Best friends tell you everything; about their kitchen renovation; about their little girl’s schooling. How one of them is leaving the other for a younger model.Best friends don’t tell lies. They don’t take up residence on your couch for weeks. They don’t call lawyers. They don’t make you choose sides.
Best friends don’t keep secrets about their past. They don't put you in danger.
Best friends don’t always stay best friends.
I was lucky enough to win a copy of 'The Broken' in a competition organised by THE Book Club on facebook and the same club chose this book as 'Book of the Month' for May 15.
Reading this book, I was reminded of an old proverb used in my country, saying 'Il-hbieb sal-bieb' which means 'Friends stop at the doorstep'.
How far are you prepared to go in order to help your best friend in difficulty? How deep are you prepared to be dragged into their personal problems? What comes first, your best friends in distress or the stability of your own family? These questions lie at the heart of this book.

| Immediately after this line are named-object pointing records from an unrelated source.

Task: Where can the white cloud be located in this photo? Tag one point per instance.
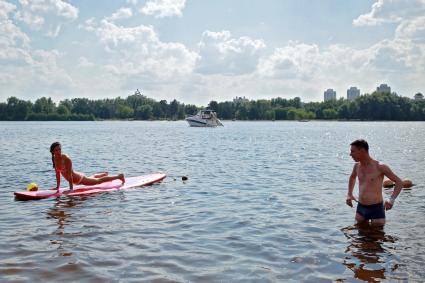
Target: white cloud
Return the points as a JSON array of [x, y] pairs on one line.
[[85, 63], [122, 13], [163, 8], [10, 34], [390, 11], [46, 15], [220, 53], [137, 51]]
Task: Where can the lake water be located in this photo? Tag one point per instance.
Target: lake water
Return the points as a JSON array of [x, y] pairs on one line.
[[264, 202]]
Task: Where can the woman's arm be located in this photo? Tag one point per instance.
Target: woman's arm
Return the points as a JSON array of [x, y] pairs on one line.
[[58, 179]]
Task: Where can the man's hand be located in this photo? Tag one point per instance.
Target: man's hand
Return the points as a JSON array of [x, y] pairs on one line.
[[349, 200], [388, 205]]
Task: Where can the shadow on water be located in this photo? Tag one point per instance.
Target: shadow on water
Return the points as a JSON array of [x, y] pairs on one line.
[[369, 252]]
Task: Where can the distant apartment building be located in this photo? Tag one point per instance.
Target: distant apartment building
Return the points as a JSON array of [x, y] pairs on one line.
[[352, 93], [240, 100], [383, 88], [419, 96], [329, 94]]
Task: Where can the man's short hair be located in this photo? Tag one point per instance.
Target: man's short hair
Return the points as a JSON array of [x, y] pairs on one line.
[[361, 143]]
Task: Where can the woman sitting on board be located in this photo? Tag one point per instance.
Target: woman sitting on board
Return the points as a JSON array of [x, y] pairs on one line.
[[63, 165]]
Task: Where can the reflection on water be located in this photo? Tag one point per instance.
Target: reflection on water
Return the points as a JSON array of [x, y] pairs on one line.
[[368, 253], [62, 213]]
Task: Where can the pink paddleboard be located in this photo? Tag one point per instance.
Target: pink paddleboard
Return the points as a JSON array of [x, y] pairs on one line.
[[130, 182]]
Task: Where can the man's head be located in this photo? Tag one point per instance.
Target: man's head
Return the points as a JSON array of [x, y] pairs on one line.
[[359, 149]]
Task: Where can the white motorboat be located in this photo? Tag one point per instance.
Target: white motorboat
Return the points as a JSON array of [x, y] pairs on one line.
[[204, 118]]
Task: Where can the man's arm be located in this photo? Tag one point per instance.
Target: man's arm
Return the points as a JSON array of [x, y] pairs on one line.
[[351, 184], [397, 188]]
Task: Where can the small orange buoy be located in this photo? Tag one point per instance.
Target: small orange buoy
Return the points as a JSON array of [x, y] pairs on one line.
[[388, 184], [407, 184]]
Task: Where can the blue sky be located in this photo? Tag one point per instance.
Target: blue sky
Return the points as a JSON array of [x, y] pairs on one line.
[[198, 51]]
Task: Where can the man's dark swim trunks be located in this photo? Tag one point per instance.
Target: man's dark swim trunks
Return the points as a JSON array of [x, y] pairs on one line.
[[372, 211]]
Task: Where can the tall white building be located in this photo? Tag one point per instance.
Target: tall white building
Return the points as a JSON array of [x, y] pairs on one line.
[[352, 93], [383, 88], [329, 94]]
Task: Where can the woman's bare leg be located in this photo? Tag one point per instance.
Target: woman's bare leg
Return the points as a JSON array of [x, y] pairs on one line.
[[99, 175], [88, 181]]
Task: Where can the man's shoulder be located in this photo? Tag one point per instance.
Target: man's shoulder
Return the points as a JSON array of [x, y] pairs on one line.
[[381, 165]]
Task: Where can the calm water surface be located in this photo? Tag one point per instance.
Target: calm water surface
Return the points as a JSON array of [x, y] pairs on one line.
[[265, 202]]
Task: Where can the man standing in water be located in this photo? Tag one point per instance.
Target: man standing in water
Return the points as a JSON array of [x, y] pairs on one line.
[[371, 175]]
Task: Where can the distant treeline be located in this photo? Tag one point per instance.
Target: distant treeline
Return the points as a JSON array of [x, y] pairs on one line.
[[375, 106]]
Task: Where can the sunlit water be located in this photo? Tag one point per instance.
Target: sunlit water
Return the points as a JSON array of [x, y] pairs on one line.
[[264, 202]]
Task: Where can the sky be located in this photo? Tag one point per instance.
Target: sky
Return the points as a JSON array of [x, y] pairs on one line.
[[196, 51]]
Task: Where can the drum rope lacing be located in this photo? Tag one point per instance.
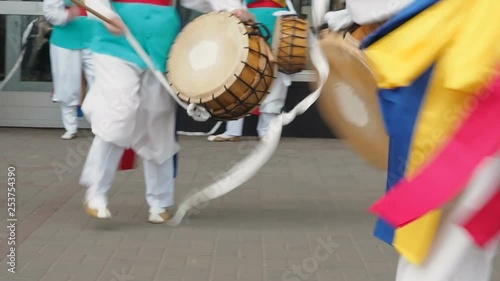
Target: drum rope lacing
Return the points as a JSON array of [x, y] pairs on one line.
[[289, 30], [250, 165]]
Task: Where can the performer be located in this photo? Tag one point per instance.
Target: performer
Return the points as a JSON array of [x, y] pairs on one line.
[[274, 102], [69, 54], [128, 107], [423, 94]]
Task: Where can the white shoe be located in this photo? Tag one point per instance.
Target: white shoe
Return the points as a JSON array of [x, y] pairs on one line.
[[158, 216], [96, 206], [223, 138], [68, 135]]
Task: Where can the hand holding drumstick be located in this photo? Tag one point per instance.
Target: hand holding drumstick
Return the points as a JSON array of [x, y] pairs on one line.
[[115, 25], [244, 15]]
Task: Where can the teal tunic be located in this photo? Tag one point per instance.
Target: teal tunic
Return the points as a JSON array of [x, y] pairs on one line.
[[75, 35], [265, 16], [155, 28]]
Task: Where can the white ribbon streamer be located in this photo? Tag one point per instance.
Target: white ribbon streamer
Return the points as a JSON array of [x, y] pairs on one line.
[[211, 132], [197, 112], [250, 165]]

Two best friend couples: Dan and Sasha, and Josh and Hannah. The former couple is well-off, living in a big house with state-of-the-art furniture, wearing designer clothes and driving expensive cars. The former is a middle-class couple living in a flat and struggling to make ends meet. Each couple has a young daughter, same age, same school, same class. But inspite of the financial differences, both families enjoy each other's company, going out together or chilling at each other's home.

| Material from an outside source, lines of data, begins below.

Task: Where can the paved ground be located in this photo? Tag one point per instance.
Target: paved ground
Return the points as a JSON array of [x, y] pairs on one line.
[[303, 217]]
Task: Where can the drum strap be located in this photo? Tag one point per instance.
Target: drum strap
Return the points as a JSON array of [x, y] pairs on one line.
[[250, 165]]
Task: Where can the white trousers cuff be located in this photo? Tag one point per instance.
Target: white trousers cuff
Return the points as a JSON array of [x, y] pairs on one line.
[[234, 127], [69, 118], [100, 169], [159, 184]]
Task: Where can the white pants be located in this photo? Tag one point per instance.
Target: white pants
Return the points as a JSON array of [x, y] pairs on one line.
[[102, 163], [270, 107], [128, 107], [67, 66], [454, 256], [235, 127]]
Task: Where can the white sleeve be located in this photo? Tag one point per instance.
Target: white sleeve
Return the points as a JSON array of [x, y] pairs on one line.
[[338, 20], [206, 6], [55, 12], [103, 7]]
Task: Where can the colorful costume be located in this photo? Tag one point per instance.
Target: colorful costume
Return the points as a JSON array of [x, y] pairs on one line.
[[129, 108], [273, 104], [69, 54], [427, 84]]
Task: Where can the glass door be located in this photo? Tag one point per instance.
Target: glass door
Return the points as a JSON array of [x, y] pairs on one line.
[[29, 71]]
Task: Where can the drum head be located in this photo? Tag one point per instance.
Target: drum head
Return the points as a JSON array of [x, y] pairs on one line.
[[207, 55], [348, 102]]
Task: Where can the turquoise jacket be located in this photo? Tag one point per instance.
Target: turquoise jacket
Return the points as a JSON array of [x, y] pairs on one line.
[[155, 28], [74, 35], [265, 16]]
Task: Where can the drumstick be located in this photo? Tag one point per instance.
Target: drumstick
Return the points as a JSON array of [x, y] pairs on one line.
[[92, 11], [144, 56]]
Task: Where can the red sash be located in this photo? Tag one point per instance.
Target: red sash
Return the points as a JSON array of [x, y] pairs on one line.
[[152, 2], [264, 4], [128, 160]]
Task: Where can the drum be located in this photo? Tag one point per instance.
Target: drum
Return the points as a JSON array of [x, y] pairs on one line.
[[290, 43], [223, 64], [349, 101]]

But one day, out of the blue, Dan leaves Sasha for another woman, cracking this friendship in the process. Sasha is distraught and can't accept the situation but Dan has his reasons. Naturally each turns and clings to their best friend couple for support. Josh and Hannah decide to stay neutral, while helping their friends, but when things deteriorate, they find it very difficult not to side with one or the other. Soon their own lives are dragged into the whirlpool of their friends' problems with detriment to their own family. Whose side should they take? What would the other part do or think? Who is telling the truth? And who is lying?
In the meantime we read snippets from the point of view of a girl named Lucie. Who is she? And who is Eloise? How are they related to the main story? This is only uncovered at the very end.
This is a very different kind of book from what I usually read, and though I didn't find myself blown away by any spectacular twist, I found myself engaged and wanting to find out how things would end up. The characters are all solidly-built and very realistic and each of them can be very easily associated to real-life acquaintances and relatives.
'The broken' is an interesting and fascinating read, exploring friendships and relationships. It serves as a good eye-opener for people trusting their friends too much and for those treating friends as family. Well done to the author and I will certainly be looking for more of her books.